Espace public, les victimes et les dégâts

La campagne de lutte contre l’occupation illégale et anarchique de l’espace public a été favorablement accueillie par la population casablancaise au départ. Cependant par la suite, les agissements des services de la Wilaya du Grand Casablanca ont suscité le mécontentement et des professionnels et des habitants. Dans certains cas, il s’est avéré que les services en question ont procédé à des démolitions sans tenir en compte les clauses du contrat. Dans d’autres cas, force est de constater que la vieille formule de « deux poids, deux mesures » a été de mise par excellence.

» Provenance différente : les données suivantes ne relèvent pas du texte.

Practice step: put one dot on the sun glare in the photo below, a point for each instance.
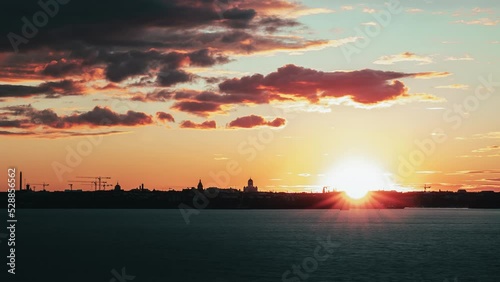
(357, 177)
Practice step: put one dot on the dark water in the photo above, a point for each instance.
(258, 245)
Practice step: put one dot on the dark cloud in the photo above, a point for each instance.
(168, 77)
(274, 23)
(255, 121)
(198, 108)
(61, 68)
(51, 89)
(162, 116)
(364, 86)
(97, 117)
(204, 125)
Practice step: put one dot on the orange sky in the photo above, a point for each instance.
(297, 96)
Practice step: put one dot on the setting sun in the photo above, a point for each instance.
(357, 177)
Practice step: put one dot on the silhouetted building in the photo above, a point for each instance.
(250, 188)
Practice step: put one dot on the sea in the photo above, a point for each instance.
(421, 245)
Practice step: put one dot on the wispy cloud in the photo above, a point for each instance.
(467, 57)
(454, 86)
(403, 57)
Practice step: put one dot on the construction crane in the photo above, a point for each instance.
(88, 182)
(105, 184)
(426, 187)
(43, 185)
(97, 178)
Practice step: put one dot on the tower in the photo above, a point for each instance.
(250, 188)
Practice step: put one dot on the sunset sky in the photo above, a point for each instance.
(290, 93)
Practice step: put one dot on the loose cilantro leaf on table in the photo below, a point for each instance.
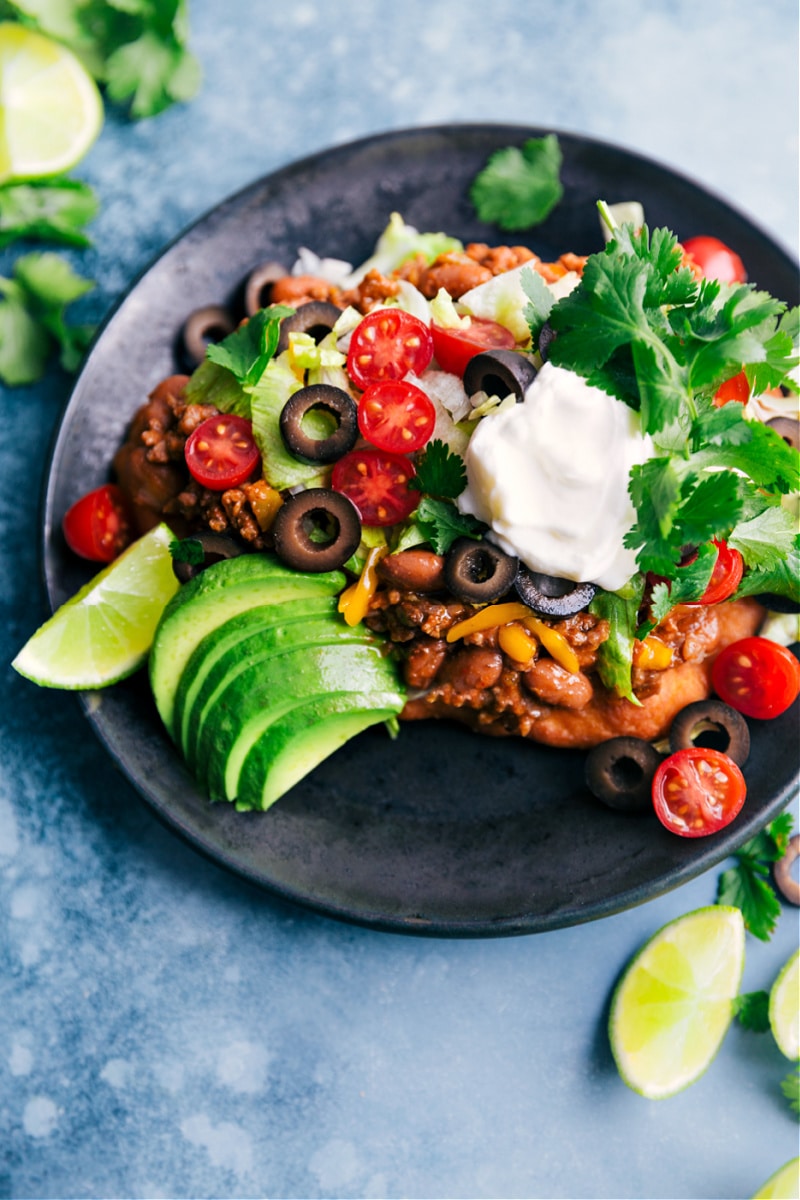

Au parc de la Ligue arabe, sur le boulevard Moulay Youssef, les services de la wilaya ont démoli un espace couvert de presque 300 mètres carrés du café de « la Ligue Arabe ». L’espace détruit n’est pas situé sur le boulevard. Il ne dérange non plus la circulation des piétons, objectif principal de la campagne. Le propriétaire affirme qu’il n’a pas été avisé et aucune explication de sa part n’a été acceptée, même s’il dispose d’un contrat, en bonne et due forme, lui permettant l’exploitation de l’espace en question. « ça fait presque vingt ans que nous sommes ici. Nous gérons ce café aux termes d’un contrat, n°4/FIC/83, signé en novembre 1983, et rectifié par les autorités en 1985, lettre N°8254/DEM. Depuis lors, nous avons toujours respecté les clauses du contrat. Aujourd’hui la wilaya de Casablanca a procédé de la sorte, comme si nos papiers ne sont plus légaux », souligne Jaouad Naamane, gérant du café, précisant que cette démolition a provoqué le renvoi de 13 employés, la moitié de l’effectif, au chômage, en plus d’autres dégâts matériels estimés à plus de 1 million de dirhams. Autre retombée. Les employés ont porté plainte contre l’employeur pour licenciement. Le dossier est entre les mains de la justice.
Les victimes de la démolition ne sont pas uniquement dans les parages du parc de la Ligue Arabe. A travers la métropole des centaines d’employés ont été renvoyés au chômage et d’importants dégâts matériels ont été provoqués. Et ce qui a suscité le plus la colère des professionnels, c’est la procédure suivie par les services de la wilaya lors de cette campagne. Par exemple, au boulevard Zerktouni et au Maârif, aucun propriétaire, de café ou de restaurant, n’a été inquiété. Certains ont reçu un avis dans ce sens, mais finalement rien n’a été effectué. Au boulevard d’Anfa, à l’avenue Abdeslam Sahraoui et au parc de la Ligue Arabe, on démolis à certains et on laisse leurs voisins tranquilles. « Deux poids, deux mesures ».
Il faut dire que l’évacuation de la voie publique passe avant toute autre considération. Elle permet à la ville de mieux respirer. Seulement, les services chargés de la campagne entreprise au nom du respect de la loi et de la présence de l’autorité dans la ville ne prennent pas en considération les documents donnant droit à certains et ferment les yeux sur d’autres en situation illégale. La question des retombées négatives sur le plan social et sur l’activité dans certains secteurs n’a pas également été prise en compte. Certes, on ne peut pas faire une omelette sans casser des oeufs, mais lorsque la casse est énorme, la question interpelle à plus d’un titre.